IRA FLATOW: I’m old enough to remember what they had glass drips. They were glass bottles that were used. Do they think about possibly going back? They probably don’t exist anymore.
CAREY GOLDBERG: Yeah, I don’t know. I have not heard about anybody using the glass bags. It sounds more– glass bottles– it sounds sort of more like they’re just using these IV pushes. And in fact, there was a tweet that went viral in the last few days by a guy in California who said that my wife’s nurse had to stand for 30 minutes and administer a drug slowly through a syringe because there are almost no IV bags in the continental US anymore. See, they were all manufactured in a Puerto Rican factory which still isn’t fixed.
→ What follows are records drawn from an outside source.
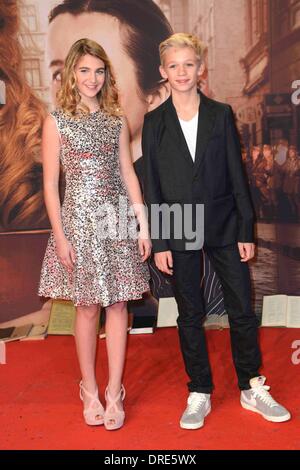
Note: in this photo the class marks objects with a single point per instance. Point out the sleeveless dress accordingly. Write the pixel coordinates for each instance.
(107, 269)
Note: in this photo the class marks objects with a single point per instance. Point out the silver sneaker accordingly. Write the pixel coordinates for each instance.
(198, 408)
(259, 400)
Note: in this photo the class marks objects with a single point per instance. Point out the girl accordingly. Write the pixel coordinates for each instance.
(90, 137)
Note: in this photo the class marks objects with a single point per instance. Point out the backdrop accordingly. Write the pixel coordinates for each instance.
(253, 63)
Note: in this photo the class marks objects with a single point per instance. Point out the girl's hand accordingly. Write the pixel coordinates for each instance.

And then he said something about President Trump that I cannot repeat.
IRA FLATOW: Yeah, well, the FDA is addressing the issue?
CAREY GOLDBERG: Yeah. The FDA is on it. Scott Gottlieb, the commissioner of the FDA, just put out an update yesterday saying that they do expect this shortage to improve in the coming weeks. And he says that Baxter and the other manufacturers have just gotten back onto the commercial power grid. So he expects improvements.
IRA FLATOW: Let’s hope the rest of Puerto Rico gets back on that grid as soon as they can. Thank you very much, Carey.
CAREY GOLDBERG: You’re welcome.
IRA FLATOW: Carey Goldberg, health reporter, editor at WBUR’s Common Health blog.